The panel majority in our case displayed no such discipline, instead taking the unauthorized liberty of deciding the appropriateness of diversity as an admissions criterion, not just the merits of the instant admissions policy. Constitutional interpretation is a sensitive project. Limiting ourselves to the facts before the court keeps the process measured — it is a traditional check which respects the need to calibrate rights and interests carefully. Given the sensitivity of constitutional interpretation, the panel majority’s decision disrespects the importance of the facts. Refusing to correct this travesty en banc is a grave error.
As to the request to intervene, what class of persons is more qualified to adduce the evidence of the present effects of past discrimination than current and prospective black law students? Reading Sweatt as a benchmark decision marking the end of de jure segregation is akin to shelving Trotsky’s The History of the Russian Revolution upon reading only the preface. Just as those initial pages fail to give a true rendition of the entire work, so too does Sweatt give only a superficial understanding of the racism it hardly addressed. A year after the Supreme Court ordered that Sweatt be admitted, he left the law school “without graduating after being subjected to racial slurs from students and professors, cross burnings, and tire slashings.” Hopwood v. State of Texas, 861 F.Supp. 551, 555 (1994). Furthermore, “the record reflects that during the 1950s, and into the 1960s, the University of Texas continued to implement discriminatory policies against both black and Mexican American students.” Id. It was not until 1983 that Texas even agreed, after years of threats of federal action, to an acceptable plan to desegregate its higher education system.
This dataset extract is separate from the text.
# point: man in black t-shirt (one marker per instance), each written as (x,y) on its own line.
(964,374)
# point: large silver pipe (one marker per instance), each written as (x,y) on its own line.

In 1987 and again in 1994, the Department of Education instructed Texas to maintain its plan. To this day, Texas’s higher education system still has not been declared in compliance with Title VI and the Fourteenth Amendment. Id. at 556-57.
“The life of the law,” Justice Oliver Wendell Holmes observed, “is not logic, but experience.” To divorce the time in which it was legally possible for Sweatt to attend the Law School from the reality he experienced there is to ignore the very insidiousness of racial discrimination. It was the vestiges of that discrimination which, far from being destroyed, thrived and drove Sweatt out of the Law School. We act no less callously now in pretermitting the consideration of that legacy of discrimination by denying rehearing.
*726For all these reasons and those expressed in the collective dissent, I vehemently disagree with our court’s decision not to rehear this case en banc.

. When a court ordered the State to provide a law school for blacks, Texas created a “makeshift law school that had no permanent staff, no library staff, no facilities, and was not accredited.” Hopwood v. State of Texas, 861 F.Supp. 551, 555 (1994). This “law school” consisted of 3 rooms in a basement and had two professors. Paul Butler, Affirmative Action Admissions, Dallas Morning News, April 7, 1996, at 1J.